Une crainte de perdre certains membres plane aujourd’hui sur les partis du Courant démocratique, après les tentatives de l’alliance pro-Sissi de « courtiser » certains de ses éléments, estime Chokr. Le parti Al-Dostour, du Courant démocratique, a été le seul de ce camp invité par Amr Moussa, pour adhérer au bloc d’Al-Sissi.
Yaqout Al-Senoussi, un dirigeant du parti Al-Dostour, déclare à l’Hebdo que toutes les possibilités sont ouvertes pour ce dernier. Il décidera cette semaine vers quelle alliance se tourner. « Il y a une différence entre l’alliance politique et électorale. La première doit regrouper des partis et mouvements ayant les mêmes visions et stratégies politiques. Quant à l’Alliance électorale, elle est mesurée selon la loi et les mécanismes du travail de terrain. Al-Dostour compte 322 branches dans le pays. Il apportera certainement un poids électoral à l’alliance qu’il choisira », dit Al-Senoussi.
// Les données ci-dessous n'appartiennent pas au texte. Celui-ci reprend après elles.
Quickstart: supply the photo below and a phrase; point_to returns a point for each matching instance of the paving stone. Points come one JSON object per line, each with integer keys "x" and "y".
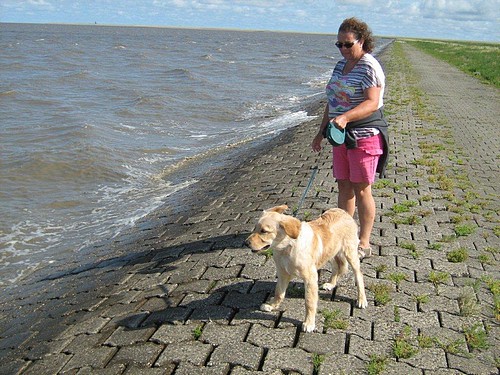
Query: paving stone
{"x": 342, "y": 364}
{"x": 185, "y": 268}
{"x": 51, "y": 364}
{"x": 317, "y": 343}
{"x": 186, "y": 368}
{"x": 289, "y": 360}
{"x": 270, "y": 338}
{"x": 218, "y": 334}
{"x": 141, "y": 354}
{"x": 93, "y": 357}
{"x": 237, "y": 353}
{"x": 125, "y": 337}
{"x": 193, "y": 352}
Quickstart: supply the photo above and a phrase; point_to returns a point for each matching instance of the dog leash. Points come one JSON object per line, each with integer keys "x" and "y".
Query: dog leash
{"x": 315, "y": 170}
{"x": 311, "y": 179}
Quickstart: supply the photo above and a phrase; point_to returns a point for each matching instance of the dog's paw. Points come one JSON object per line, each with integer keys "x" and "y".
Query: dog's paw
{"x": 308, "y": 327}
{"x": 327, "y": 286}
{"x": 266, "y": 307}
{"x": 362, "y": 303}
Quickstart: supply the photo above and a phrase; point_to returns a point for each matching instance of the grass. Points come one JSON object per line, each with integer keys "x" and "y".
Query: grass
{"x": 402, "y": 346}
{"x": 437, "y": 277}
{"x": 317, "y": 359}
{"x": 334, "y": 320}
{"x": 467, "y": 303}
{"x": 476, "y": 337}
{"x": 458, "y": 255}
{"x": 477, "y": 59}
{"x": 197, "y": 332}
{"x": 464, "y": 230}
{"x": 403, "y": 207}
{"x": 376, "y": 365}
{"x": 397, "y": 277}
{"x": 381, "y": 292}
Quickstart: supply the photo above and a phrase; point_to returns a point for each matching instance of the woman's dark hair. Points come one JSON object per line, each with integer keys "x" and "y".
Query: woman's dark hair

Rien ne laisse prédire qu’une alliance électorale peut durer, explique Karim Abdel-Razeq, professeur de sciences politiques à l’Université d’Alexandrie. « La carte des alliances est en mutation continue jusqu’à la clôture du dépôt de candidatures. Ce sont les intérêts qui auront le dernier mot», dit-il. Et d’ajouter: « Pour ce Parlement, les alliances se concentrent sur deux objectifs: des sièges au Parlement et des portefeuilles dans le nouveau gouvernement ». Selon Chokr: « Le choix se fera sur la mise en avant des principes du parti ou la tentative de décrocher une place au Parlement, même si cela implique une alliance avec les feloul (figures du régime de Moubarak) », contre lesquels les membres de ces partis s’étaient révoltés en 2011.